The husband and I have fallen back into our old habit of sitting on opposite ends of the sofa every night, me on the laptop (sometimes working, sometimes numbing my brain on the mindlessness of social media trivia) and him catching up on the TV shows that he likes to watch which I don’t or numbing his brain on the latest Xbox game. It’s almost like we’ve forgotten how to love each other. We do love each other of course and we both know this is just a temporary season of parenting and marriage that we happen to be in right now that we need to weather. Neither of us are going anywhere – we just need to reconnect with ourselves and each other a little bit more in the midst of all the parenting and working and life. Our marriage has perhaps slipped down the list of priorities and really we need to move it right back to the top.

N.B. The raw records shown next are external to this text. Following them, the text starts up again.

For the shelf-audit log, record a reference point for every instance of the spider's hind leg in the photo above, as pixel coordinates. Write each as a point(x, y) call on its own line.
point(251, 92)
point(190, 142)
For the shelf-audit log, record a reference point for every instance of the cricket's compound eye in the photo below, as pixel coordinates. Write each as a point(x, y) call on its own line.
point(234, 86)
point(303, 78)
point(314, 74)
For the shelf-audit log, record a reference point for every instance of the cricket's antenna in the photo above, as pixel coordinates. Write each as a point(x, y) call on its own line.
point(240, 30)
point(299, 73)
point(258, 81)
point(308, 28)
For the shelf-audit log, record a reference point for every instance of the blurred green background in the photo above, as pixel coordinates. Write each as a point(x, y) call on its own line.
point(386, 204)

People say it takes a village to raise a child. Well, we have four children between us and no real village, just ourselves. I think we’re doing a damn good job all things considered, but the pressure and tiredness is getting to us a little bit. The never-ending hamster wheel of after school clubs and forms to sign and homework to help with and spelling to practice and reading to listen to on top of the demanding jobs with lots of responsibility that we both have – I think maybe we’ve just forgotten how to have fun together.

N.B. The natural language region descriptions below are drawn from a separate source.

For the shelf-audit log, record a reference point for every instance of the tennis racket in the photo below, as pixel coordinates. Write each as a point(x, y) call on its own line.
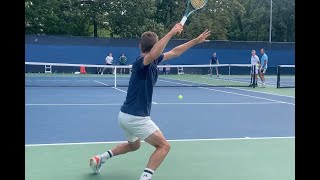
point(192, 5)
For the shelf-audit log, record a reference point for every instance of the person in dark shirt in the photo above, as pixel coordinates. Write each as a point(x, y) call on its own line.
point(122, 61)
point(134, 116)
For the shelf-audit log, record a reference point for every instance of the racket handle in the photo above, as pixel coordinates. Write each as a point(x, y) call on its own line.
point(183, 20)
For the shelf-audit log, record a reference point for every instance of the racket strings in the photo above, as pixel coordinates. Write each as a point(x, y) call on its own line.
point(197, 4)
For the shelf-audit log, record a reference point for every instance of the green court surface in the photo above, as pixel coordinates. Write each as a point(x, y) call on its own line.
point(229, 159)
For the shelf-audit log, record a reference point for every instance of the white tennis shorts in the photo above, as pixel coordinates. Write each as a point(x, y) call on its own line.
point(256, 71)
point(136, 127)
point(264, 70)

I’m still struggling with having lost my Dad. It’s been a little over 18 months now and part of me feels that I ‘should’ be over it by now. And another part of me understands that it’s different for everyone. The second year is often harder that the first – I think maybe I need to give myself a little bit more grace and allow myself to feel all the things I’m feeling so they can pass through rather than stay bottled up.
So while September has disappeared in a blur and life lately has perhaps been a little distanced from how we want it to be, the change in season has brought with it a change in focus. A shift from ‘doing’ to ‘being’. I’m sure I’ve probably written about this before somewhere – it seems to be an ongoing thing I’m working towards. Perhaps that’s the problem. Maybe I’m trying too hard and if I just let go it’ll all fall into place and settle naturally?
Anyway, I could write pages and pages about all of this. October is upon us and I’m determined that it’s not going to disappear like September has. I want to notice it, to breathe it in, to soak it all up. There is half term to look forward to at the end of the month and other than that we have no real plans for the next few weeks. So I’m turning my focus back to what matters. Back to my husband and our marriage, back to being with our children, back to nourishing and nurturing those parts of ourselves that need extra attention. A shift in my headspace, a shift in my emotions and hopefully a shift in behaviours that will result in a happier, more peaceful household.